I

Au plein coeur de l'été, vers le milieu du jour,
A l'heure où, des coteaux qu'un ciel ardent calcine,
Le serpent vient dormir au bord de la ravine;
Quand l'air semble sortir de la bouche d'un four,
Et que le grand soleil, brûlant comme la braise,
Grille un sol crevassé comme un mur de fournaise;
Alors que la cigale au chant criard et faux
Dont la monotonie est comme une cadence,
Fait, seule, de son cri résonner les échos;
A cette heure de calme et de profond silence,
C'est un fait reconnu que tout bon musulman,
Fermé dans sa maison, fume nonchalamment;
Et, suivant sa fumée en spirales tordue,
S'il entend par hasard quelque bruit dans la rue,
Murmure entre ses dents, s'il est homme de bien:
«Par Mahomet! ce n'est qu'un chien ou qu'un chrétien.»

II

….. La cour mauresque était silencieuse
Et fraîche. On n'entendait, aux marbres des bassins,
Que le chant vacillant de l'eau capricieuse
Se perdant sous la voûte en échos argentins;
Et, comme un rossignol, le soir, dans la campagne,
Chante et, de sa chanson que nul bruit n'accompagne,
Prête un calme plus doux aux douces nuits d'été:
Tel, en se cadençant sur les murs de faïence,
On eût dit que ce bruit grandissait le silence.
Ainsi qu'un feu follet, dans un site écarté,
La nuit, autour de lui, grandit l'obscurité.

Il faut l'avoir connu pour s'en faire une idée,
Ce charme singulier, cette étrange torpeur,
Dont les Orientaux font un divin bonheur:
D'aspirer des parfums dont l'âme est affaissée,
De rêver sans sommeil et presque sans pensée,
Et, le regard perdu, la tête renversée,
De vivre de mollesse et mourir de langueur.

Le marbre et ses blancheurs ont bien des indolences
Que ne connaissent pas nos boudoirs d'Occident.
O l'amour! les parfums! le vin! les nonchalances!
L'oubli, surtout, l'oubli! le seul bien vraiment grand
Et le seul désirable! Il est donc vrai qu'au monde,
Sous nos tristes climats comme au soleil ardent,
C'est vous que l'homme cherche à travers son néant!
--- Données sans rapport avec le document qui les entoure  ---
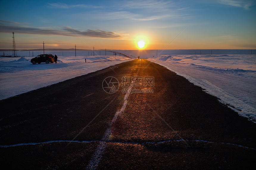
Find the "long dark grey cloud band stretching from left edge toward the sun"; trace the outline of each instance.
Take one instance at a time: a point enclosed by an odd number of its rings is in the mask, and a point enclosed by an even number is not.
[[[74,31],[79,36],[87,36],[93,38],[103,38],[103,39],[124,39],[127,34],[120,34],[114,32],[102,31],[100,29],[97,30],[86,30],[86,31]],[[52,29],[52,28],[32,28],[27,26],[20,25],[1,25],[0,24],[0,32],[1,33],[21,33],[21,34],[39,34],[39,35],[59,35],[59,36],[77,36],[70,28],[63,29]]]

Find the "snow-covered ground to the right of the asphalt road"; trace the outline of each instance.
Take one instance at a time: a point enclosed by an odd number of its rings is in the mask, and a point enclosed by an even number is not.
[[[160,55],[148,60],[201,86],[256,122],[256,55]]]

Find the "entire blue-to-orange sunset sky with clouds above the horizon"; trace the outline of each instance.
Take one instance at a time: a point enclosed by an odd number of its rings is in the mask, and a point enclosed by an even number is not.
[[[12,32],[16,49],[256,49],[256,1],[1,0],[0,49]]]

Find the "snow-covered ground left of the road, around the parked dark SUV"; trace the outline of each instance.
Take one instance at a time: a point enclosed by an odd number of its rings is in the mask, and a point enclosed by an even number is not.
[[[58,57],[57,64],[33,65],[32,58],[0,57],[0,100],[131,60],[123,56],[64,56]]]

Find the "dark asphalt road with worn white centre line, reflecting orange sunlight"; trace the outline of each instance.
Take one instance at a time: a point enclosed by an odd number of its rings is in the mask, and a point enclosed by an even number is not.
[[[0,105],[4,169],[256,166],[255,123],[145,59],[1,100]]]

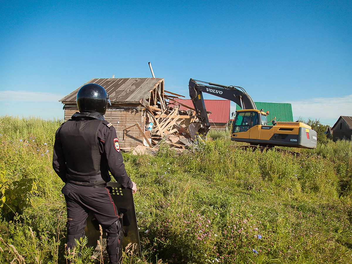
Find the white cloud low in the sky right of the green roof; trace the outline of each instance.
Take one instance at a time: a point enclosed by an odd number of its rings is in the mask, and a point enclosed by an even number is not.
[[[352,115],[352,94],[343,97],[312,98],[301,101],[289,101],[294,116],[314,119],[335,118],[340,115]]]

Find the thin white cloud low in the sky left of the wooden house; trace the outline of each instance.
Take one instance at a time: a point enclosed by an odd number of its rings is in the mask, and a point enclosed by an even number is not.
[[[58,102],[62,95],[28,91],[0,91],[0,101]]]

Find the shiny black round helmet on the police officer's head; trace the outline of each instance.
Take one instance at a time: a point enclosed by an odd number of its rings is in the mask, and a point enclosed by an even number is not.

Volupté! volupté! divine enchanteresse!
Dis-moi ton dernier mot; laisse-moi jusqu'au bout
Savourer à longs traits ton énervante ivresse.
Je t'appartiens. Prends-moi. Révèle-moi surtout
Si l'on peut, pour mourir en des plaisirs immenses,
Épuiser d'un seul coup toutes les jouissances.
Que je vide la coupe, et puis tout sera dit:
Un linceul n'est-il pas toujours un drap de lit?

Si je vis sans jouir, que m'importe la vie?
Que m'importe la mort si je meurs de plaisir?
Quels regrets peut laisser cette soif assouvie
De sentir, en mourant, tout ce qu'on peut sentir?
Qu'un autre te méprise et te jette la pierre!
Je t'aime, ô volupté! je t'adore, ô matière!
Et qui n'a pas connu tes baisers épuisants
N'aura jamais vécu, dût-il vivre mille ans!

III

C'est la liqueur de feu qui guérit ou qui tue.
C'est le coursier sans frein, qui va bride abattue:
Malheur au cavalier! car sa bête au pied sûr
Peut lui briser d'un coup la tête contre un mur!
C'est le rêve épuisant d'une ivresse nerveuse
De morphine ou d'opium: Ah! malheur à celui
Qui s'enivre de kief lorsque le jour a lui!
Son front se flétrira comme une tubéreuse
Au contact d'un serpent. Pour lui, plus de sommeil;
Tantôt il fuira l'ombre et tantôt le soleil;
Il aura beau fumer, boire et tripler la dose:
Rien! Et si quelque soir, d'aventure, il repose,
La nuit qu'il dormira n'aura plus de réveil.